Aunque Andorra cuenta con psicólogos cualificados en especialidades clave —clínica, infantil y juvenil, deportiva, organizacional y forense—, las áreas de alta especialización siguen siendo limitadas, particularmente en servicios públicos o subvencionados. La demanda ha superado los recursos, pero los profesionales contratados por la CASS ofrecen acceso rápido, a menudo en tres o cuatro días, sin listas de espera actuales para citas.

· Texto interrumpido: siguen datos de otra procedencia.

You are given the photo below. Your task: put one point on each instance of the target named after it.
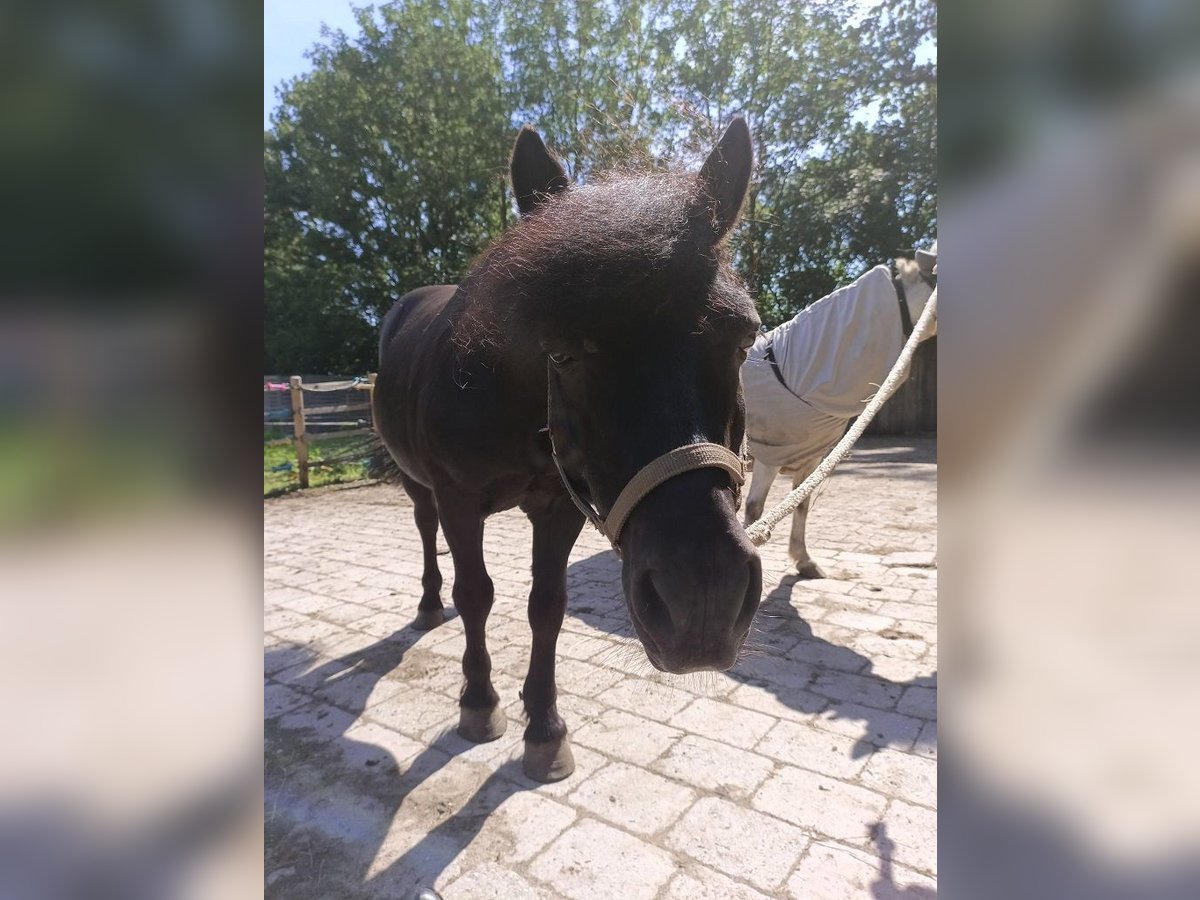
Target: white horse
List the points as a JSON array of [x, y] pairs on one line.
[[805, 379]]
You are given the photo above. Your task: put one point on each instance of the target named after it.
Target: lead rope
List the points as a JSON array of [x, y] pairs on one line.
[[760, 532]]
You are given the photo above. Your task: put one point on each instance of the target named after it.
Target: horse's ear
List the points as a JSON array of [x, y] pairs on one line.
[[537, 173], [724, 180]]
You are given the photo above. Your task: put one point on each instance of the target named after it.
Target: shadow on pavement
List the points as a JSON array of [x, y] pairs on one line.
[[775, 663], [334, 802]]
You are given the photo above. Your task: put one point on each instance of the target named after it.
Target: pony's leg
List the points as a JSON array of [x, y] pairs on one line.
[[547, 754], [805, 567], [430, 612], [761, 480], [480, 717]]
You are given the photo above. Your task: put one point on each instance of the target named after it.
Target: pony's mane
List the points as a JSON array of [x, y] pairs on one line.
[[597, 259]]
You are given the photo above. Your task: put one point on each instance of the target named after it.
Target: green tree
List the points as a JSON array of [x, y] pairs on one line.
[[387, 165]]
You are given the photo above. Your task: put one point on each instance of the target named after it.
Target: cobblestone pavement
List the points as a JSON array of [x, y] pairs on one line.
[[809, 771]]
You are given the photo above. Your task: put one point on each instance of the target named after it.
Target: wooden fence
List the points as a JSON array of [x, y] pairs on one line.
[[301, 413]]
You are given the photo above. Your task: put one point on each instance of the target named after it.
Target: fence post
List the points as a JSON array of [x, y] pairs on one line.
[[297, 391], [371, 396]]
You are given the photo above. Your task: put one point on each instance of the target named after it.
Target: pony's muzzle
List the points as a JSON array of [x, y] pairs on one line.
[[696, 618]]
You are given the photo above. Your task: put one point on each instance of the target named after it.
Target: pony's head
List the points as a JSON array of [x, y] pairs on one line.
[[624, 295], [918, 287]]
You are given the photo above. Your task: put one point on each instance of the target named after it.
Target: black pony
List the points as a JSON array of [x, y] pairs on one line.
[[600, 334]]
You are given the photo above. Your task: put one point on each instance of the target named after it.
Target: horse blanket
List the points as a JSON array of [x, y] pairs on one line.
[[832, 357]]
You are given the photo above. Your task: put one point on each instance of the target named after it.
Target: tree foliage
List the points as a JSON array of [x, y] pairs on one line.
[[387, 163]]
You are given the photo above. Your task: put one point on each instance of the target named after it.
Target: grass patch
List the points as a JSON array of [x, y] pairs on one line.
[[281, 473]]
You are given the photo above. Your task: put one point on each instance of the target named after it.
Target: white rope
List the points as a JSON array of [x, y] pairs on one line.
[[760, 532]]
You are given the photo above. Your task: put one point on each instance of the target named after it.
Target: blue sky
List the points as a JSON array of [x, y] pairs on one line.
[[292, 27]]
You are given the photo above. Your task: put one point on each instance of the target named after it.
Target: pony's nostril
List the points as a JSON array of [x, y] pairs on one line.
[[653, 610]]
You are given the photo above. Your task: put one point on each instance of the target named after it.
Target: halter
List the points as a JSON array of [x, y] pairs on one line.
[[654, 473]]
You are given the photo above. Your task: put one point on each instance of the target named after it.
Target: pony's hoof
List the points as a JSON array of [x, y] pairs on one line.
[[809, 570], [429, 619], [549, 762], [481, 725]]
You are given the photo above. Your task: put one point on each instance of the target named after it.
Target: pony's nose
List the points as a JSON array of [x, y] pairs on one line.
[[688, 625]]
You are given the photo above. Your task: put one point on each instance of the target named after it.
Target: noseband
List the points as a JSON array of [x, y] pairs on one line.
[[654, 473]]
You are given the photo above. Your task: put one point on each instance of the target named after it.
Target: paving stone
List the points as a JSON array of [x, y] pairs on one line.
[[811, 749], [915, 558], [837, 873], [415, 713], [870, 725], [491, 881], [658, 700], [581, 647], [905, 775], [627, 737], [739, 843], [318, 721], [877, 646], [585, 677], [702, 883], [850, 706], [821, 804], [723, 721], [714, 767], [358, 691], [528, 821], [915, 832], [593, 861], [633, 798], [858, 621], [921, 702], [927, 742], [867, 690], [774, 672], [779, 702], [823, 655], [279, 699]]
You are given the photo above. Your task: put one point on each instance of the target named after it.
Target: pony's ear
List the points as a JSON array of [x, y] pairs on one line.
[[723, 184], [537, 173]]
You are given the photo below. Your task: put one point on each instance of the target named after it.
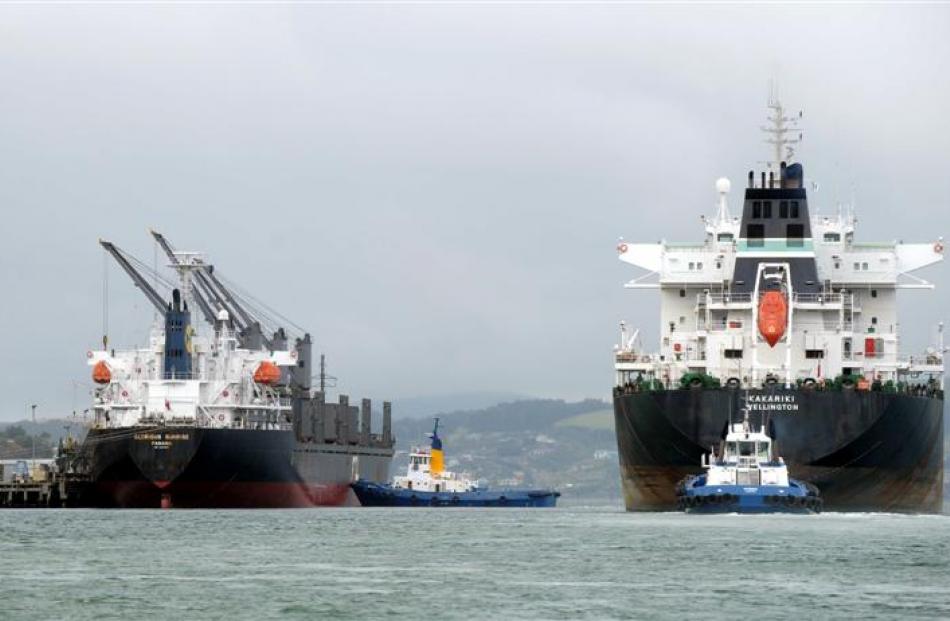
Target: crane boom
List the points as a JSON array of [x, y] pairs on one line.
[[206, 310], [157, 300]]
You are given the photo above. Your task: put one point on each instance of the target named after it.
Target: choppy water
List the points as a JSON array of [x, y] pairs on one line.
[[472, 564]]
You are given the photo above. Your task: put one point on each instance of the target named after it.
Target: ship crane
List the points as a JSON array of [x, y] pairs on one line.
[[201, 298], [153, 296], [249, 328]]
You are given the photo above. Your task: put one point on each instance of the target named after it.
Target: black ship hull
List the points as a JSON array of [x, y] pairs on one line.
[[189, 467], [865, 450]]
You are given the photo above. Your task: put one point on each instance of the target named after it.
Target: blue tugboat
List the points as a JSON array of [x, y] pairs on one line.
[[746, 478], [428, 484]]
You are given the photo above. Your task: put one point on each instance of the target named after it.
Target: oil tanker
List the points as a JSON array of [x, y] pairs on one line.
[[220, 415], [779, 310]]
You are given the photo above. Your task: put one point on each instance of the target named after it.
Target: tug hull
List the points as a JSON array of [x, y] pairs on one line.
[[865, 450]]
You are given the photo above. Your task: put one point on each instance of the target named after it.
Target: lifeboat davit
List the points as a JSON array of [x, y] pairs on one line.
[[101, 373], [773, 316], [267, 373]]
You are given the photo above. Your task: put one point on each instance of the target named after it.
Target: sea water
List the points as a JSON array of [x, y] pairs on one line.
[[581, 563]]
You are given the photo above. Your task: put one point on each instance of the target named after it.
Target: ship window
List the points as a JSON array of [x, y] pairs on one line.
[[795, 234], [755, 234]]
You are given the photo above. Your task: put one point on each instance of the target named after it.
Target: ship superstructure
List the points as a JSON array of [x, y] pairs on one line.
[[221, 415], [784, 301]]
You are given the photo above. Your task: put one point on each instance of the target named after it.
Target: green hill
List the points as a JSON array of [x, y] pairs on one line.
[[545, 443]]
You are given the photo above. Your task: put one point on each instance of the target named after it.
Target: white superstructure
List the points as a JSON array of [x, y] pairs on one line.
[[841, 294], [186, 378], [746, 459], [220, 392]]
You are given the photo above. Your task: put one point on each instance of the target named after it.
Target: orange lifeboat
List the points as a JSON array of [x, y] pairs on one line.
[[267, 373], [101, 373], [773, 316]]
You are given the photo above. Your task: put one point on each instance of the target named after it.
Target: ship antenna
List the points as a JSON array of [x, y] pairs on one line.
[[780, 126]]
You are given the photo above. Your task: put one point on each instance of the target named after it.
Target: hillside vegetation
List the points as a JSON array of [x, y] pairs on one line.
[[543, 443]]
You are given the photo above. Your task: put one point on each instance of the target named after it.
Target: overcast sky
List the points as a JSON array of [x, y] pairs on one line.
[[435, 192]]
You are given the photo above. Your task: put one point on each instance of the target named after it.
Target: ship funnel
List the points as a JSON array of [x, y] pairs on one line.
[[437, 463]]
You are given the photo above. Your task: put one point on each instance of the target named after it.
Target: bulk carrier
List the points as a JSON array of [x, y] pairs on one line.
[[221, 414], [786, 305]]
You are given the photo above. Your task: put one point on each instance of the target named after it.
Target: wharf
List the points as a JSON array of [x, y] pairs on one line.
[[58, 491]]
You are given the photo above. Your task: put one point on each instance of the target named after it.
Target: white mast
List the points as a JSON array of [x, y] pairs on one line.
[[781, 125]]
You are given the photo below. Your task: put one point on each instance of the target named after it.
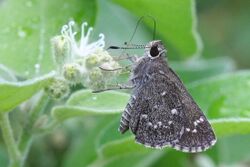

Bigordà acogió con satisfacción la inclusión de servicios psicológicos por parte de la CASS como un gran avance en accesibilidad, que reduce significativamente las barreras financieras que antes disuadían a los pacientes. Abogó por ampliar el número de psicólogos contratados y la cobertura de sesiones, al tiempo que enfatizó la sostenibilidad y la calidad. El colegio planea presionar al Gobierno y a las autoridades sanitarias para un mayor reconocimiento estructural de la salud mental, mejor acceso público y medidas contra el intrusismo.

Sobre preocupaciones más amplias, vinculó el alto coste de la vida, las presiones por la vivienda y las demandas laborales con un estrés y una incertidumbre elevados. Las cifras de suicidio, aunque destacadas estadísticamente en una población pequeña, exigen esfuerzos responsables de prevención sin alarmismo. Las escuelas han mejorado la detección, pero necesitan una mejor coordinación de intervenciones tempranas, especialmente para los jóvenes.

Bigordà afirmó el papel creciente de la psicoterapia junto a la medicación para el malestar no agudo, y describió al COPSIA como un órgano técnico y dialogante que también debe abogar con firmeza cuando sea necesario. Las cuotas de colegiación se mantendrán sin cambios.